Progressives will fight for women’s rights, and we may prevail. What will happen if we lose?
Let’s assume for a moment that Roe and Griswold will soon be overridden, and that hundreds of Federal judicial appointments that ought to have been Obama’s will now be made by Trump and ratified by a feckless or impotent Senate. Let’s assume (optimistically) that the Trumpists adopts a Federal solution – regulation of abortion and birth control returns to the states. What would America look like then?
Massachusetts will retain regulations that look a good deal like today’s. So will New York, California, and some other places. The Deep South will outlaw abortion and restrict birth control. Throughout the rest of the country, the politics will be brutal. There will be lots of places where it’s hard or illegal to obtain an abortion.
That means lots of women will again go on abortion vacations. That’s expensive, so there will be lots of fundraising to help poor women fly to free states. Where states enact restrictive controls on birth control (e.g. requiring parental consent for minors), there will be a more-or-less open black market in smuggled birth control, too. That will take money and plenty of willing hands. We should make plans now, and hope we don’t need them.

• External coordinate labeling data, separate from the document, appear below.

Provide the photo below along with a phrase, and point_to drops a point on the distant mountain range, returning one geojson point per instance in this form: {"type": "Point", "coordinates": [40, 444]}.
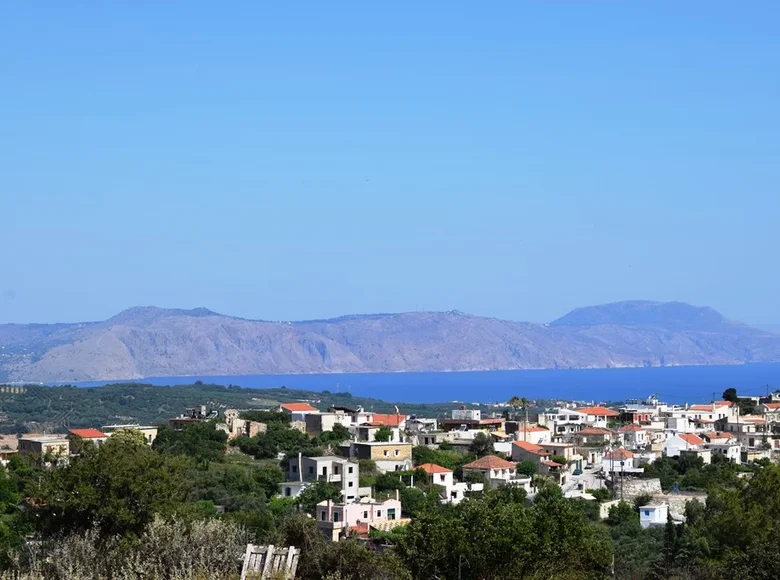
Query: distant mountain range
{"type": "Point", "coordinates": [149, 341]}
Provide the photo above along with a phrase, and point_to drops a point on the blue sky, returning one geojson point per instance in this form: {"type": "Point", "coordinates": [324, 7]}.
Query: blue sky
{"type": "Point", "coordinates": [515, 159]}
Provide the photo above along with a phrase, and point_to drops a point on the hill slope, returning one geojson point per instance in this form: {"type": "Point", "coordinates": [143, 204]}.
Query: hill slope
{"type": "Point", "coordinates": [143, 342]}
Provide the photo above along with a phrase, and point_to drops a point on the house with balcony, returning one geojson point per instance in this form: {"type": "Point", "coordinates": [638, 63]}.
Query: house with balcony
{"type": "Point", "coordinates": [682, 442]}
{"type": "Point", "coordinates": [634, 435]}
{"type": "Point", "coordinates": [149, 432]}
{"type": "Point", "coordinates": [319, 423]}
{"type": "Point", "coordinates": [562, 421]}
{"type": "Point", "coordinates": [298, 411]}
{"type": "Point", "coordinates": [337, 520]}
{"type": "Point", "coordinates": [329, 468]}
{"type": "Point", "coordinates": [750, 431]}
{"type": "Point", "coordinates": [618, 460]}
{"type": "Point", "coordinates": [93, 436]}
{"type": "Point", "coordinates": [770, 411]}
{"type": "Point", "coordinates": [468, 419]}
{"type": "Point", "coordinates": [452, 491]}
{"type": "Point", "coordinates": [593, 437]}
{"type": "Point", "coordinates": [55, 446]}
{"type": "Point", "coordinates": [497, 472]}
{"type": "Point", "coordinates": [388, 456]}
{"type": "Point", "coordinates": [597, 416]}
{"type": "Point", "coordinates": [532, 433]}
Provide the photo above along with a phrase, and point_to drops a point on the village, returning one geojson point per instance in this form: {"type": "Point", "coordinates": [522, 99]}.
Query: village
{"type": "Point", "coordinates": [594, 453]}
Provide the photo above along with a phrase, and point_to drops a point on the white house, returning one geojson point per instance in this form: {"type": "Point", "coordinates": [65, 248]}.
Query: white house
{"type": "Point", "coordinates": [533, 434]}
{"type": "Point", "coordinates": [452, 491]}
{"type": "Point", "coordinates": [682, 442]}
{"type": "Point", "coordinates": [731, 450]}
{"type": "Point", "coordinates": [652, 516]}
{"type": "Point", "coordinates": [597, 416]}
{"type": "Point", "coordinates": [634, 436]}
{"type": "Point", "coordinates": [497, 472]}
{"type": "Point", "coordinates": [617, 460]}
{"type": "Point", "coordinates": [298, 411]}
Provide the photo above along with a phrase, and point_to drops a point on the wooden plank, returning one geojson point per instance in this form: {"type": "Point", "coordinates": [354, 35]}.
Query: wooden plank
{"type": "Point", "coordinates": [269, 559]}
{"type": "Point", "coordinates": [247, 558]}
{"type": "Point", "coordinates": [289, 571]}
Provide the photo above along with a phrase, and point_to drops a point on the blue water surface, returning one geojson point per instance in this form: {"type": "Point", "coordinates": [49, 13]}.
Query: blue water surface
{"type": "Point", "coordinates": [675, 385]}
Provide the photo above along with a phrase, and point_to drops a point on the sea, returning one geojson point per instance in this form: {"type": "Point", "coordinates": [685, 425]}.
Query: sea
{"type": "Point", "coordinates": [673, 385]}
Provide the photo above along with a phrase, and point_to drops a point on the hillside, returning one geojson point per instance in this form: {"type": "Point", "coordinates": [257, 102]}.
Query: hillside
{"type": "Point", "coordinates": [148, 341]}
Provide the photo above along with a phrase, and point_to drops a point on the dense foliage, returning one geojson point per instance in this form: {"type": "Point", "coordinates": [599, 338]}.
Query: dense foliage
{"type": "Point", "coordinates": [186, 507]}
{"type": "Point", "coordinates": [35, 408]}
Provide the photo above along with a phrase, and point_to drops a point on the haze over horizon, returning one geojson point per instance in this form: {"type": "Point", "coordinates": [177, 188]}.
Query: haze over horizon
{"type": "Point", "coordinates": [516, 162]}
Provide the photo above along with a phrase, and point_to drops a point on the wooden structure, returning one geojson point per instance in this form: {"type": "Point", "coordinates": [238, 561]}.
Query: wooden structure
{"type": "Point", "coordinates": [263, 562]}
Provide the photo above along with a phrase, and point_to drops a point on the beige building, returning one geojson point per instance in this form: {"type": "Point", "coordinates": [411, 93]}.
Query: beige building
{"type": "Point", "coordinates": [149, 432]}
{"type": "Point", "coordinates": [54, 445]}
{"type": "Point", "coordinates": [387, 456]}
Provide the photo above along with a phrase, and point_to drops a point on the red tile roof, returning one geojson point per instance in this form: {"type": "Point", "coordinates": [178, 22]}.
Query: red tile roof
{"type": "Point", "coordinates": [718, 435]}
{"type": "Point", "coordinates": [619, 454]}
{"type": "Point", "coordinates": [718, 405]}
{"type": "Point", "coordinates": [388, 420]}
{"type": "Point", "coordinates": [691, 439]}
{"type": "Point", "coordinates": [594, 431]}
{"type": "Point", "coordinates": [531, 448]}
{"type": "Point", "coordinates": [298, 407]}
{"type": "Point", "coordinates": [88, 433]}
{"type": "Point", "coordinates": [598, 411]}
{"type": "Point", "coordinates": [490, 462]}
{"type": "Point", "coordinates": [431, 468]}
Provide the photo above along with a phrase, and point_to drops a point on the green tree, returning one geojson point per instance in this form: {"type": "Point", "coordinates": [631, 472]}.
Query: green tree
{"type": "Point", "coordinates": [317, 492]}
{"type": "Point", "coordinates": [527, 467]}
{"type": "Point", "coordinates": [383, 434]}
{"type": "Point", "coordinates": [118, 487]}
{"type": "Point", "coordinates": [202, 441]}
{"type": "Point", "coordinates": [481, 445]}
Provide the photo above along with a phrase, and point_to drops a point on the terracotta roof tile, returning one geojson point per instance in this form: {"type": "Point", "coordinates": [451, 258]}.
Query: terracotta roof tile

The pro-Life zealots will hate our plans. District attorneys who want votes and publicity will crack down. Congress will be lobbied to pass laws against interstate transport for the purpose of obtaining an abortion. Prosecutors will try to shut down Planned Parenthood for criminal conspiracy.
The marchers on Boston Common last Saturday knew that they were standing where abolitionists had stood. Every time a woman is killed or crippled by a back-alley abortion, her name will be read from the pulpits of old New England churches — Unitarian and Universalist churches that were born out of support for abolition and immigration. Every time a contraceptive smuggler is arrested, her name will be read from the pulpits of glass-walled megachurches. Denominations that have been neighbors for a century will again despise each other. The Catholic Church in the US will split in two.
People will not forswear sex because they will not give up love. We know this. Women won’t give up their sexual autonomy, wrested at long last from the iron grip of biology. They’ll fight, and their friends, their lovers and their families will fight beside them. If they cannot stop the law, they will work around it. If they cannot save their sisters, there are not jails enough to hold them.
Appeals to Joe Sixpack and talk about primarying Catherine Clark are appeals to a vanished America, a time when All In The Family was real and Louisa Day Hicks was a Democrat. You’re not going to beat Katherine Clark from the right today, and you’re certainly not going to beat her from the right when the resistance is fighting to save women’s lives in Savannah and writing letters from their prison cells in Birmingham.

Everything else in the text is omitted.